One of the hardest things about being a physician is that often, I must cause pain to bring about healing. The toddler with a laceration doesn’t understand why I must inject an anesthetic before suturing his wound. The child with a fractured arm can’t comprehend why I must set and cast the bone when it already hurts. If you left the decision up to the young patient, he or she would often refuse treatment.

You’d think this would get easier as we grow up. Understanding the why should make it better, right? Still though, as adults, pain remains unpleasant. Often, we know the solution but we avoid the uncomfortable thing, refusing what we know we must do to grow, transform, or find healing. The smoker knows he should quit, but that requires difficult, radical life change and so, he continues to engage in behavior he knows to be destructive. The overweight patient knows he needs to put in the hard work of behavior modification, but it’s easier to simply remain where he’s at.

In today’s passage, Paul described the source of life’s greatest struggles. He said that it is through man that death and destruction entered the world. We are our own greatest life problem. He also said though, that it is through another man, Jesus Christ, that we can know life instead of death. Jesus is the answer to our all of our greatest needs.

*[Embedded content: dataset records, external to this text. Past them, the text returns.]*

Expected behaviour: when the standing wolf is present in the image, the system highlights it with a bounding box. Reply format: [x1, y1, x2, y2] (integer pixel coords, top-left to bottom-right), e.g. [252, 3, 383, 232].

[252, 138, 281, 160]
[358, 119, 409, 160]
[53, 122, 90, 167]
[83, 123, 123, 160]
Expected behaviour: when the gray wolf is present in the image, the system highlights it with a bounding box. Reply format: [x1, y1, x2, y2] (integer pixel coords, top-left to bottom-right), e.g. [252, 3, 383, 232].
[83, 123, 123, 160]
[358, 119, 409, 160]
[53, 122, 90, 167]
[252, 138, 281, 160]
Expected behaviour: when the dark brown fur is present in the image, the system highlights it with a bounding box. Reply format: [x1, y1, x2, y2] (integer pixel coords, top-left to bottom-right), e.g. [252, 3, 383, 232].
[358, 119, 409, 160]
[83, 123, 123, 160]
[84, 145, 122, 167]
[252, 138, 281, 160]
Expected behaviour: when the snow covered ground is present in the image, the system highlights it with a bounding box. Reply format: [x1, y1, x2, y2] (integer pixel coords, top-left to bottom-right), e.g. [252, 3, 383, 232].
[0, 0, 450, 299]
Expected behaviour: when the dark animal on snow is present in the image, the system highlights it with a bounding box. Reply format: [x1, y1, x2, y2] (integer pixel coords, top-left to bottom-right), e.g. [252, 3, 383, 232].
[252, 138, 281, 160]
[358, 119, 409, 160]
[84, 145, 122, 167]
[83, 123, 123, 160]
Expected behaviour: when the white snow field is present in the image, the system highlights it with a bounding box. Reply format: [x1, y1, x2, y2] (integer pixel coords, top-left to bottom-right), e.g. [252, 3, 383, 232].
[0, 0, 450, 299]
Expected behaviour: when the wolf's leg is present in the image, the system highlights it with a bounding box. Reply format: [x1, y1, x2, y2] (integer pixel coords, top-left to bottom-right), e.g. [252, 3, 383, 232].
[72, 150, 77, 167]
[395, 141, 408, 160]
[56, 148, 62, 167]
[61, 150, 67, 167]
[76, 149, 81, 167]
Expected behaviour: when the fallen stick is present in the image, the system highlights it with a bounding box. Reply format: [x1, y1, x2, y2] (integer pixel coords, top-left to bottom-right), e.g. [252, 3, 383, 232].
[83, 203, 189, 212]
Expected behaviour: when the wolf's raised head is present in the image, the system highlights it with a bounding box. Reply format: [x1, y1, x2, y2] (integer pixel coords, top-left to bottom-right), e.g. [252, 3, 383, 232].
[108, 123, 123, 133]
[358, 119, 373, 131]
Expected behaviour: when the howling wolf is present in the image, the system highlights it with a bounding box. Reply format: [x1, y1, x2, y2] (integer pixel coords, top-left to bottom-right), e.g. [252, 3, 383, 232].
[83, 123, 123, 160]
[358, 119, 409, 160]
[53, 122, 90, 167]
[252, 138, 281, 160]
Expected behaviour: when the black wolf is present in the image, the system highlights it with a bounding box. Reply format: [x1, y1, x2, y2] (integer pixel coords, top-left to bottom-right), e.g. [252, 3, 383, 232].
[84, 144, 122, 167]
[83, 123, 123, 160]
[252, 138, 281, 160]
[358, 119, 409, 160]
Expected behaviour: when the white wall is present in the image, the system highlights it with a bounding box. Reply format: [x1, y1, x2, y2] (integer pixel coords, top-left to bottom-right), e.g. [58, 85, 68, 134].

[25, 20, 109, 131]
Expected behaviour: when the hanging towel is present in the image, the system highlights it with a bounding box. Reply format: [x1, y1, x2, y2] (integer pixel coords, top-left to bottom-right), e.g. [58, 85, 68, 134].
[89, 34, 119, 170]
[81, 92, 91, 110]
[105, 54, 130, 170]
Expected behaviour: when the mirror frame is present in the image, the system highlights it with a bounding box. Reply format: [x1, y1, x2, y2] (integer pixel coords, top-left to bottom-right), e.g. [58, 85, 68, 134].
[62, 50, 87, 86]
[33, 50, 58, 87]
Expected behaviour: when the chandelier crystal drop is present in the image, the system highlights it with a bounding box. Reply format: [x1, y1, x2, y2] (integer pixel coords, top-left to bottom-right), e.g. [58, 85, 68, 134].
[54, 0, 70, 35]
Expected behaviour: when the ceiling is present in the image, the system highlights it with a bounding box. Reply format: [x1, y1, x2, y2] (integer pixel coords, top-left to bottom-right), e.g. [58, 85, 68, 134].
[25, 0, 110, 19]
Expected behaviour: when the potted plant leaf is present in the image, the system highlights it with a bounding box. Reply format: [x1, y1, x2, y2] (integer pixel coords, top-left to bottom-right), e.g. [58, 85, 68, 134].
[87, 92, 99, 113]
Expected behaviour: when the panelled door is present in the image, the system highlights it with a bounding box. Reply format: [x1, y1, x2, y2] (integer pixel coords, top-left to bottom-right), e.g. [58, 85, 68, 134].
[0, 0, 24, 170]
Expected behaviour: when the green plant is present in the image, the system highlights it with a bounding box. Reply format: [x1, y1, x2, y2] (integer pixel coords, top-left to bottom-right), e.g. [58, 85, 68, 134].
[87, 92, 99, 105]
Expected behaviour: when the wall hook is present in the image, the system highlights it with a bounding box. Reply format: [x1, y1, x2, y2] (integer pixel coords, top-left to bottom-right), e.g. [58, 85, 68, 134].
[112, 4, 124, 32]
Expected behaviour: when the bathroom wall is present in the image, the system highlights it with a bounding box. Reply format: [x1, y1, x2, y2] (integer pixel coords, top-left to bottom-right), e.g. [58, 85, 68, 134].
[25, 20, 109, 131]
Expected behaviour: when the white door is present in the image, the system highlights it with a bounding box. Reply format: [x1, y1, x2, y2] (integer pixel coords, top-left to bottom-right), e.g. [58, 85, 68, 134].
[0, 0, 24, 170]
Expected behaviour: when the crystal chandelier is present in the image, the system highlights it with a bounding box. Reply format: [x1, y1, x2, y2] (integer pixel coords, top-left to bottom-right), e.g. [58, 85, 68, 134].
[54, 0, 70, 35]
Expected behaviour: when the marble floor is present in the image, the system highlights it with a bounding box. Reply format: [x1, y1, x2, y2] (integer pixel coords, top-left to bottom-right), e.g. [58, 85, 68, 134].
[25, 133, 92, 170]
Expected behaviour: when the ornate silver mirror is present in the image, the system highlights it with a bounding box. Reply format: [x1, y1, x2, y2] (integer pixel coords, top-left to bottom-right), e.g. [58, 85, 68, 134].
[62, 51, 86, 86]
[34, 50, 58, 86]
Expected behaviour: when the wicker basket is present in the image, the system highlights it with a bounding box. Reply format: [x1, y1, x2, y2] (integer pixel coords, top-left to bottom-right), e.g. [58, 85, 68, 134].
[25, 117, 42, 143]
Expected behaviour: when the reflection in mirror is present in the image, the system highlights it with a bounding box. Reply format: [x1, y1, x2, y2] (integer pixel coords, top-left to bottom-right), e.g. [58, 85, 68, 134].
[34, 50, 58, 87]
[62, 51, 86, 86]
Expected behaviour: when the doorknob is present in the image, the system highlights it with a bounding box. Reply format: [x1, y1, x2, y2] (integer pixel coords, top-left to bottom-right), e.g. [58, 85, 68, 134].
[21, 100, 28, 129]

The problem for many of us, however, is that the solution is also the hardest thing to accept. I don’t mean to say that we have a hard time believing in God. It’s easy to say we believe. I mean that practically, we have a hard time abandoning our way to follow his. Paul said that our way is death and that Christ’s way is life. We can know and understand this, but in the daily application of it, we continually refuse the solution to our problems as we insist on following ourselves.

Daily killing the old life is difficult painful work. There’s no way around it. So, many of us just limp along, refusing to find healing because the solution is too painful to accept. If we want to find recovery, transformation, and the new life though, we must grow up and embrace the solution that Jesus offers – abandoning our way for his.